Good work Andrew. We’re sure throwing around phrases like ‘nice spirit’ and ‘good place’ will have the ever-reserved Aussies quaking in their boots.



• “JORGE Valdano and Zinedine Zidane respond to the image that I want to give to the club and bringing them to my team will not be difficult. Arsène Wenger and Jose Mourinho are great managers” – Florentino Pérez, father of the galácticos policy which won Real Madrid nothing during the last four years of his presidency, confirms the fact he’s learnt absolutely nothing.

• “I NEVER even thought about moving level with Liverpool. My first intention was to win one and break the stranglehold Liverpool had on the title. You don’t think about how it would open the door in terms of what we see now. The big challenge was that first one,” – Sir Alex once again talks about knocking Liverpool off their perch. And once again does it without mentioning how Arsenal had already done it.

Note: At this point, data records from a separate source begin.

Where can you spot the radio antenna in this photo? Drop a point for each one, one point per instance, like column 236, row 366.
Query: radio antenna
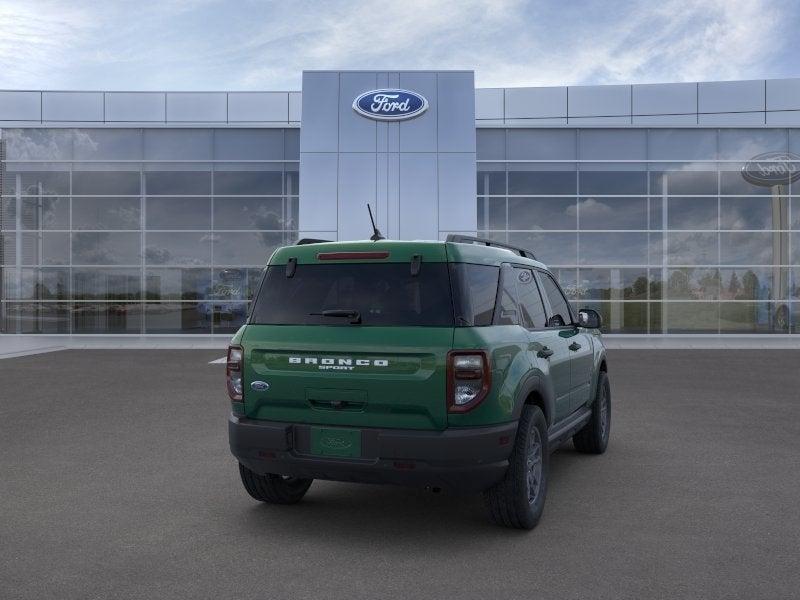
column 376, row 235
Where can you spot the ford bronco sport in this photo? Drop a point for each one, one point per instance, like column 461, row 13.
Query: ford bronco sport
column 457, row 365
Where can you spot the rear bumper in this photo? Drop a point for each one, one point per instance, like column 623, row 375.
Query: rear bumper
column 466, row 459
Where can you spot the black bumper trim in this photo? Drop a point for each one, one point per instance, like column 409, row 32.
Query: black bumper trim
column 457, row 458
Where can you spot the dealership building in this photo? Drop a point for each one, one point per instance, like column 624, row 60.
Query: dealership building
column 672, row 209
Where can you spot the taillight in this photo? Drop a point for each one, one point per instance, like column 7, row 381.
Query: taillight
column 468, row 379
column 233, row 372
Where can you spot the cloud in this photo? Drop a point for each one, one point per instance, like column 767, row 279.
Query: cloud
column 211, row 44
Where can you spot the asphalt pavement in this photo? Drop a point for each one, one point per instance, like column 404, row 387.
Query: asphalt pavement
column 116, row 482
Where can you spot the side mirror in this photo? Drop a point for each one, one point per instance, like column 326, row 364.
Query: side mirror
column 589, row 318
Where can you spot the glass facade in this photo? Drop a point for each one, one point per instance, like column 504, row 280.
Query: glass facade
column 129, row 231
column 656, row 229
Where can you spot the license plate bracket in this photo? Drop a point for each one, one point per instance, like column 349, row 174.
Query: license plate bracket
column 338, row 442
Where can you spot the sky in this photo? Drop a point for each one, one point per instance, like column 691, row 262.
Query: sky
column 264, row 45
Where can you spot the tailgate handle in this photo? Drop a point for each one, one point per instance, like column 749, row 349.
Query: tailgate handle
column 337, row 404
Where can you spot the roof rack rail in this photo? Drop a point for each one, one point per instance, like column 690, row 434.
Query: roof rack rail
column 305, row 241
column 468, row 239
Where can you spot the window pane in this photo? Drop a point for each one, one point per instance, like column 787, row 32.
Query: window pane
column 178, row 317
column 178, row 248
column 106, row 248
column 491, row 182
column 613, row 284
column 522, row 182
column 750, row 213
column 683, row 183
column 692, row 213
column 612, row 213
column 36, row 183
column 691, row 317
column 107, row 317
column 108, row 144
column 613, row 249
column 248, row 182
column 559, row 308
column 682, row 144
column 533, row 313
column 250, row 213
column 240, row 249
column 45, row 248
column 117, row 183
column 248, row 144
column 693, row 284
column 178, row 284
column 177, row 183
column 550, row 248
column 613, row 182
column 106, row 213
column 106, row 284
column 492, row 213
column 542, row 213
column 541, row 144
column 47, row 317
column 739, row 248
column 38, row 144
column 692, row 249
column 753, row 317
column 178, row 213
column 45, row 212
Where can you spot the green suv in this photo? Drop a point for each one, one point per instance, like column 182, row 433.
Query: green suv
column 456, row 365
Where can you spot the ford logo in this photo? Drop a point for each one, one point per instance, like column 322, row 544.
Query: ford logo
column 772, row 168
column 390, row 105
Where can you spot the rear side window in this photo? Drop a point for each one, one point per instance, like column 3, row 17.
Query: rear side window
column 474, row 293
column 560, row 314
column 384, row 294
column 530, row 301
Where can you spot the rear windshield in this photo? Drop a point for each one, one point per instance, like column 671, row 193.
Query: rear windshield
column 384, row 294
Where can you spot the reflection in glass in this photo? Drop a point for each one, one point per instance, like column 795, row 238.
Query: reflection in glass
column 106, row 248
column 178, row 213
column 177, row 317
column 693, row 284
column 178, row 248
column 177, row 183
column 112, row 183
column 537, row 214
column 106, row 213
column 177, row 284
column 106, row 284
column 613, row 249
column 492, row 213
column 44, row 212
column 107, row 317
column 612, row 213
column 692, row 213
column 250, row 213
column 697, row 248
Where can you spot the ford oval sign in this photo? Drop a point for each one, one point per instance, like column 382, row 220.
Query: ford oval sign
column 772, row 168
column 390, row 105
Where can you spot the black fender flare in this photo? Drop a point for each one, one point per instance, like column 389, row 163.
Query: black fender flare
column 536, row 382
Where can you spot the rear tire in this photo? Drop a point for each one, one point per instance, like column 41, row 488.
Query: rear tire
column 593, row 438
column 274, row 489
column 518, row 500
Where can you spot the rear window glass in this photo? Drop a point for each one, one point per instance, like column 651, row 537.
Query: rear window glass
column 474, row 293
column 383, row 294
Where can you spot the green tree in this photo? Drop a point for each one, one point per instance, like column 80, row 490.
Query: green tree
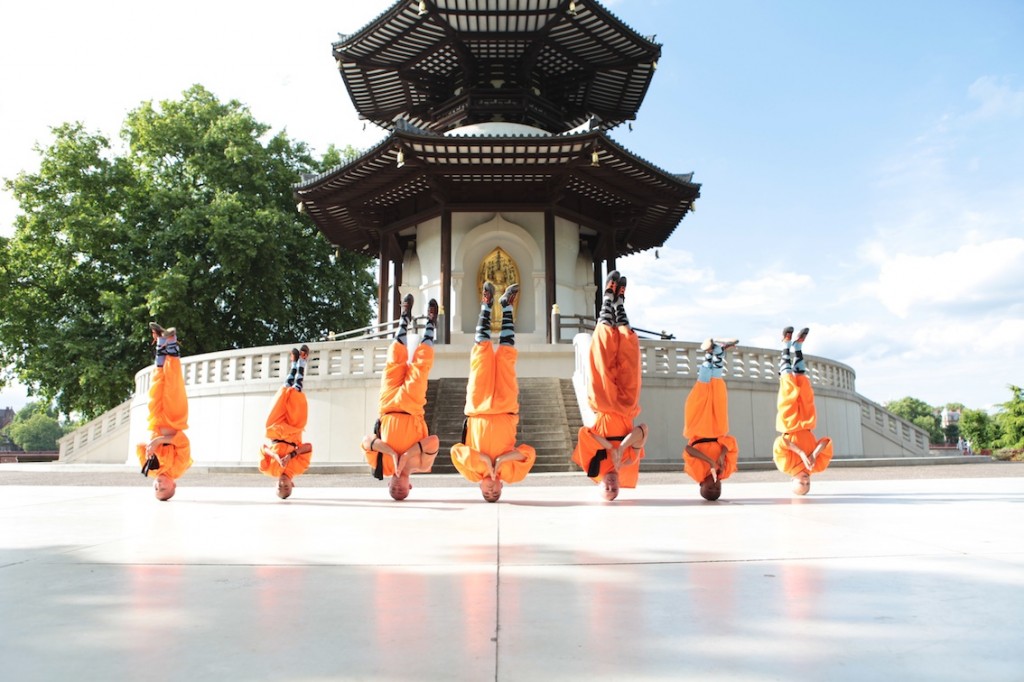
column 1011, row 420
column 978, row 427
column 921, row 414
column 35, row 428
column 192, row 223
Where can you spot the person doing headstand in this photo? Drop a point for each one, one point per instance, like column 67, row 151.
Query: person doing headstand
column 400, row 443
column 610, row 450
column 710, row 455
column 487, row 453
column 284, row 456
column 167, row 456
column 797, row 452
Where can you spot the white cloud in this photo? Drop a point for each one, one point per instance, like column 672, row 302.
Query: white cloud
column 995, row 99
column 974, row 274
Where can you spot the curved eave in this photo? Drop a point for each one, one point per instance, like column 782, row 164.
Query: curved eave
column 404, row 65
column 635, row 205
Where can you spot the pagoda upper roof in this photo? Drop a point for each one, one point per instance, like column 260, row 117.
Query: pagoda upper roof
column 444, row 64
column 413, row 175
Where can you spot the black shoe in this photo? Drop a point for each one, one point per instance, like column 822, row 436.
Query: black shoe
column 611, row 283
column 508, row 298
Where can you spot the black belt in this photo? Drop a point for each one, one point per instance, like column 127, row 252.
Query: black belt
column 594, row 468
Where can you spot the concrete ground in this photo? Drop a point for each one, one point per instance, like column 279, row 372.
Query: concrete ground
column 890, row 572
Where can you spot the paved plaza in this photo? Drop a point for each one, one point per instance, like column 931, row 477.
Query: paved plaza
column 888, row 573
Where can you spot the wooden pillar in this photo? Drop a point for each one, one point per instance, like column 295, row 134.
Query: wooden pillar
column 396, row 298
column 383, row 271
column 549, row 267
column 446, row 272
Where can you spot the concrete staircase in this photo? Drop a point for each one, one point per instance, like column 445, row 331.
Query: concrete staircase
column 549, row 420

• “THERE are standards at Rangers Football Club that need to be upheld and I have fallen way below these standards,” – Kyle Lafferty apologises for conning referee Stuart Dougal into thinking he’d been headbutted by Aberdeen’s Charlie Mulgrew, who was consequently red carded.

• “AFTER playing for 17-18 years, I don’t need to prove my commitment. From day one, the club was aware of my schedules. I am extremely disappointed with this attempt to make me the scapegoat. I have been humiliated” – India skipper Bhaichung Bhutia announces his plan to LEAVE I-League side Mohun Bagan after they complained he was spending more time and focus on his participation in Jhalak Dikhhla Jaa, India’s version of Strictly Come Dancing.

• GRAEME Swann has told the Aussies they’re wasting their breath trying to sledge ice-cool England skipper Andrew Strauss.
“The Aussies are past masters at mind games, and there is no surprise they look to unsettle a captain – he’s the fulcrum of the team,” said Swann. “But I can’t see it bothering Straussy one bit, he’s so relaxed it will be water off a duck’s back.”
Damn right Greame, that’s the spirit. We’re going to lose no matter what’s said beforehand so you’re mind games are wasted on us you Aussie twats.

• EXPECT the British and Irish Lions to surrender like meek kittens on their 10-match tour of South Africa when it kicks off this Saturday (May 30th).
The squad are dropping like flies with Ireland hooker Jerry Flannery missing with a chipped elbow bone, Alan Quinlan serving a 12-week ban and winger Leigh Halfpenny out with a thigh injury.